Their task is hardly an easy one, given the state of the Court’s establishment clause jurisprudence. For example, in Lee v. Wiseman (1992), the Court established a “coercion” test, holding that a prayer given at a graduation ceremony imposed impermissible pressure on students to participate in -- or at least show respect -- during the prayer. By that standard, surely being required to hear “one nation under God” every day would surely have the same coercive effect.

But there’s little reason to doubt that the Pledge, as it’s currently recited, is safe. Many have observed that some of the justices currently sitting on the Supreme Court seem unusually attuned to the weight of public opinion on their most controversial cases – whether they concern gay rights or the Pledge of Allegiance. If that’s true, it seems likely that they will be reluctant to strike “under God” from the Pledge (thereby angering 90% of Americans), even though many conservative scholars concede that the Court’s own First Amendment decisions would make that result a logical – though unfortunate – one. But the justices would be equally reluctant to admit that the “Establishment Clause” precedents that compel such a ridiculous result require wholesale revisiting.

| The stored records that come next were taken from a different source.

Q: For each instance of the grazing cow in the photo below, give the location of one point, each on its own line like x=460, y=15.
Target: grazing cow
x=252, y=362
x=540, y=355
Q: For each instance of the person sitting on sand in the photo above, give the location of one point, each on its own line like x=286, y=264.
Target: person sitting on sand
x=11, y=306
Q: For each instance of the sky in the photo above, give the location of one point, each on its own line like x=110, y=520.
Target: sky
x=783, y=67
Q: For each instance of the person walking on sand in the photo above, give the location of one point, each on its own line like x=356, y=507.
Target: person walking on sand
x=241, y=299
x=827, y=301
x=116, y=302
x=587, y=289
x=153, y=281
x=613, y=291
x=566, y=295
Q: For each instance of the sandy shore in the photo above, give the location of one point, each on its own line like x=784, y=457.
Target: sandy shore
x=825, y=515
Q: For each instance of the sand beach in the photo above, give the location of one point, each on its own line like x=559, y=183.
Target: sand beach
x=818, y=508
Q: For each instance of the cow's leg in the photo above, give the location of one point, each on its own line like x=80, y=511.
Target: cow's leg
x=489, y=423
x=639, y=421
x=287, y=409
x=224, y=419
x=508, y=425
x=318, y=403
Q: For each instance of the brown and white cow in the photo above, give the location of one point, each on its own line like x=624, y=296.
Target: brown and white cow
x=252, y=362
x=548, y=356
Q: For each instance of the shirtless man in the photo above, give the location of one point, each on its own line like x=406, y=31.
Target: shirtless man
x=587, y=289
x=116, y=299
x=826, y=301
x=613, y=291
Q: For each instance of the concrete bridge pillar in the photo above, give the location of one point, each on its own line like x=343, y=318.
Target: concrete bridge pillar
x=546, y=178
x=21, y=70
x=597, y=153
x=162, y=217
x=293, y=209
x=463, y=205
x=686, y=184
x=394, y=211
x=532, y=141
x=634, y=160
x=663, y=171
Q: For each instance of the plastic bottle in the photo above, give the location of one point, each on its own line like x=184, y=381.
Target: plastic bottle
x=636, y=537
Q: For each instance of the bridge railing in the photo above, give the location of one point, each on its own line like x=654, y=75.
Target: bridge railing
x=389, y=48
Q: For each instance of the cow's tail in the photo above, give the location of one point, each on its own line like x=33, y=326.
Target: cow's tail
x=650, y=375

And so it seems the justices may take another way out. One argument used by those who have opposed Newdow has been that the phrase “Under God,” like “In God We Trust,” is nothing more than “ceremonial deism” – a mere ritual incantation of God’s name for ceremonial purposes, so divested of any real religious meaning as to be inoffensive even an atheist. Some justices apparently found the “ceremonial deism” approach compelling. In oral argument last week, Justice Souter stated, "As a religious affirmation, it (the pledge) is so tepid, so diluted, so far from a compulsory prayer that in fact it should be, in effect, beneath the constitutional radar." Similarly, Justice Breyer noted that "God is so generic in this context as to be a neutral" statement of belief.

But upholding the Pledge on those grounds would be nothing more than a Pyrrhic victory for its proponents. If the Court does decide to rely on the “ceremonial deism” rationale, it will engage in an ironic inversion of reality – for if the words “under God” have no real religious meaning anyway, what exactly is the issue that has brought this case all the way to the highest court in the land? And what would it say about the Declaration of Independence’s assertion that we are “endowed by [our] Creator with certain unalienable Rights” – that such rights have, in effect, just come of their own accord out of the secular ether?

In the end, upholding the Pledge as it is on “ceremonial deism” grounds should be as offensive to people of faith as striking it down would be. That’s because such a holding would allow the words “under God” – and any other civic invocations of the Almighty – to be voiced only because, in truth, they are generally understood to mean nothing at all. CRO

CRO columnist Carol Platt Liebau is a political analyst and commentator based in San Marino, CA.